Kevin Wutherich, Drill2Frac's CTO
Kevin Wutherich, Drill2Frac's CTO. (Source: Drill2Frac)

“There have been models built to understand fracture efficiency, but they haven’t been able to effectively take into account near-wellbore rock properties,” Wutherich said.

Between 2016 and 2019, Drill2Frac president Dharmesh Mehta said the company focused on improving its process for characterizing rock properties in the near wellbore leveraging drilling data and other information operators had been obtained, such as via downhole cameras or fiber optics. 

The entire focus is to use data the customer already has instead of requiring the collection of new data, he said.

But data alone is not enough. “That left the last frontier, understanding things like erosion and stress-shadow models,”  Mehta said.

Integrating those models with customer data was the next step.

With digital solutions for fluid distribution in place and the ability to detect depletion using data and processes, Drill2Frac’s data and analytics help operators fine-tune completion designs by modeling parameters such as the number of perf clusters and length of stages, he said.

Drill2Frac Fluid Distribution Analysis Demonstration
The FlowFX simulation on the left shows how insufficient perforation friction allows intra-stage stress shadowing to dominate. (Source: Drill2Frac)

The result is a cloud-based solution designed to be non-invasive with the goal of helping operators achieve more consistent and productive wells.

Playing what-if

FlowFX allows completion engineers to visualize frac plans and quickly simulate the effects of different designs, Mehta said. 

In a perfect frac, pumping 1,000 lb of proppant into eight clusters in a stage would distribute equally. “The reality is that is not the case.
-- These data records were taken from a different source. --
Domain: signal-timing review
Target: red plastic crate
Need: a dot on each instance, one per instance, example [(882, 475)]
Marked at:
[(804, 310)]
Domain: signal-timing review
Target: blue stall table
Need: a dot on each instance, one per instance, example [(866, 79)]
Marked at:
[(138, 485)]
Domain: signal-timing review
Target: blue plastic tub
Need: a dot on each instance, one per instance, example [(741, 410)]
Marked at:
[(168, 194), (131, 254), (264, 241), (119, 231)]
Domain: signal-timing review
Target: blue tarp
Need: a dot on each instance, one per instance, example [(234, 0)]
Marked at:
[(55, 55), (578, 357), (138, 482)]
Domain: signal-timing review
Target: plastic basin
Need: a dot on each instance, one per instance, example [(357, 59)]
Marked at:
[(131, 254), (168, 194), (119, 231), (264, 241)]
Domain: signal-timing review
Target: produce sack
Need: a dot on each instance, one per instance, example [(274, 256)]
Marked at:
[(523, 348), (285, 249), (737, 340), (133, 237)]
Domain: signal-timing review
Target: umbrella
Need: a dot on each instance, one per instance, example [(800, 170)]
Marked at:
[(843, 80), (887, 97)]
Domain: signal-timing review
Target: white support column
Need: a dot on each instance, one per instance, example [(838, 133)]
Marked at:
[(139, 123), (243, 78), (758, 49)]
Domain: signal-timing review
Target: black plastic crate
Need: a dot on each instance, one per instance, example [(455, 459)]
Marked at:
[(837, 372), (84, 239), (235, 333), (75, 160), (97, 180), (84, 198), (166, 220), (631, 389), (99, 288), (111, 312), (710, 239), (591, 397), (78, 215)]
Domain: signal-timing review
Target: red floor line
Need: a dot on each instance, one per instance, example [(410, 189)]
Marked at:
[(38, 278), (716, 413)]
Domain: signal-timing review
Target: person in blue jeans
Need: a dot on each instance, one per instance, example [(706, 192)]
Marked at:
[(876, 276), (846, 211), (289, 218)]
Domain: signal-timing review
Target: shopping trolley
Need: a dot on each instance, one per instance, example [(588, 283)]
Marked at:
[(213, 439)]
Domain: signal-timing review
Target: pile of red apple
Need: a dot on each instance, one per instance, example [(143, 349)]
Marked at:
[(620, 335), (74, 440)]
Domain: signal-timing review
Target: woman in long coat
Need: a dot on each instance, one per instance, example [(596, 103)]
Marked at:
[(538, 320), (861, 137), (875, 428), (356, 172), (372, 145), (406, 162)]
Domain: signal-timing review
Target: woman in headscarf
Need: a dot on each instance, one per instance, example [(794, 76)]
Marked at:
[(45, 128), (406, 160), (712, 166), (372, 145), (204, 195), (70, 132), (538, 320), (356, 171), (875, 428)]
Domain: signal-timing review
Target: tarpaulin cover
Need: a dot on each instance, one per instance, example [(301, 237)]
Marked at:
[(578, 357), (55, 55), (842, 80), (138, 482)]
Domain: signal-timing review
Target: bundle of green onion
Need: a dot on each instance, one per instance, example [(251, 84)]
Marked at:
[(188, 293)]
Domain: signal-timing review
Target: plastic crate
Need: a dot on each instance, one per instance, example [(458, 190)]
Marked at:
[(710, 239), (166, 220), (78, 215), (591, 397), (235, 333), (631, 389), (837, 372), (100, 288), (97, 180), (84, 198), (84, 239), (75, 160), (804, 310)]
You never get equal distribution.” 

As Mehta puts it, FlowFX provides a visualization of how the proppant is going into each cluster for each stage.
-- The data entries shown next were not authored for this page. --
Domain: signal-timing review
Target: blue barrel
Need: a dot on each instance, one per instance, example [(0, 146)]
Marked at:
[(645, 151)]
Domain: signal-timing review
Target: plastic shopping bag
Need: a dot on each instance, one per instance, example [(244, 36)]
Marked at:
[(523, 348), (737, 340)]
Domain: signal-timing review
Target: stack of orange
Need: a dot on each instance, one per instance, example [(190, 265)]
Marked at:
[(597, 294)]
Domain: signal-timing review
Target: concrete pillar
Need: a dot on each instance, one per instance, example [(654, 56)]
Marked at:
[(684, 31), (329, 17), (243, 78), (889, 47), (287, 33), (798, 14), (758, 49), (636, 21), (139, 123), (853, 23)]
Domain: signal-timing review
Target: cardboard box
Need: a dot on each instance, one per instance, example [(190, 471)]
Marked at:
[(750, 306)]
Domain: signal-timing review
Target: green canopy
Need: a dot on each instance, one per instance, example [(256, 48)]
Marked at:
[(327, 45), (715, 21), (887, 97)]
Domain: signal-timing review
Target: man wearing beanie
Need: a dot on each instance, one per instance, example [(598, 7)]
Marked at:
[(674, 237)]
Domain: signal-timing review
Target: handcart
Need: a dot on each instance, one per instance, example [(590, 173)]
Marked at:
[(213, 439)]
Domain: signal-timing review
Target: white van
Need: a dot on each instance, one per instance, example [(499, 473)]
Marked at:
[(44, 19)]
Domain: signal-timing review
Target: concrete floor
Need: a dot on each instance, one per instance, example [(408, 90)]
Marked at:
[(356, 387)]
From there, it is possible to play what-if and tweak elements of the completion, he said. All the physics and modeling happens behind the scenes.
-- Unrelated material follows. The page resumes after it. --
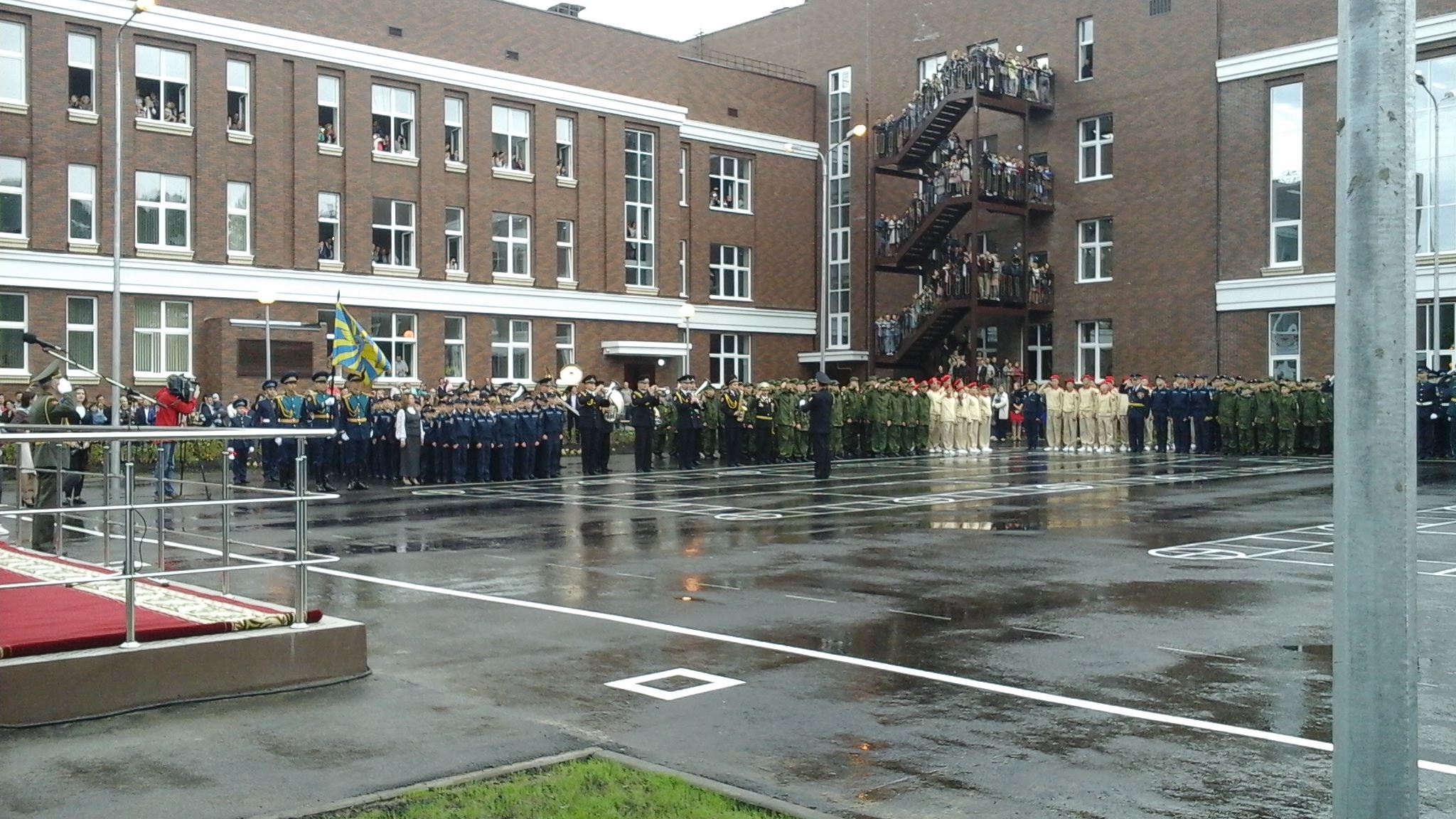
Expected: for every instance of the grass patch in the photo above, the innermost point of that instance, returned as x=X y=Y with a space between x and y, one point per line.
x=584 y=788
FlowFX Near-Wellbore Fluid Distribution Model Comparison
FlowFX Near-Wellbore Fluid Distribution Model Comparison
FlowFX models how fluid will be distributed among perforation clusters for differing completion designs. (Source: Drill2Frac)

Customers can “turn the knobs” on the completion design. They can adjust variables such as number of stages, stage length, clusters per stage, shots per cluster, perf diameter, orientation of perfs, pump rates and the volume of proppants to experiment on what might affect a completion’s effectiveness.

Mehta said modeling allows customers to understand the effects of the near-wellbore conditions.

“[It makes] that process simpler, easier and leverag[es] the data you already have,” he said.

Dharmesh Mehta, Drill2Frac president
Dharmesh Mehta, Drill2Frac president. (Source: Drill2Frac)

“Our entire focus is to use data the customer already has.” —Dharmesh Mehta, Drill2Frac

Wutherich said modeling different scenarios can show crews what they can expect during fracturing with any modification — easily more cost-effective than trial and error. 

“It’s a model. It’s not going to be perfect, but it’s based on solid physics and data.” So, it makes it possible to predict how changes in completion designs will affect fluid distribution along the wellbore, he said. 

Instead of running operational trials on 50 completion designs, FlowFX can shortlist those designs to the five most likely to succeed, he said. 

The model cannot take every variable into account, according to Wutherich. Poor cement, for example, presents difficulties because the cement is not fully controlling where the fluid will go.

Wutherich said Gordy Oil, one of its customers, made completion design decisions based on FlowFX for wells in the Delaware Basin. The ability to model different designs led to an optimized design that resulted in a significantly improved completion and production increase, he said.

Drill2Frac announced the availability of FlowFX during the 2021 Unconventional Resources Technology Conference (URTeC 2021) and has been using it internally for customers. The FlowFX 2023 update, which will be launched in first-quarter 2023, incorporates feedback from customers.

The biggest change: the modeling solution will be cloud-based, allowing Drill2Frac customers to work directly with the digital solution and run their own simulations.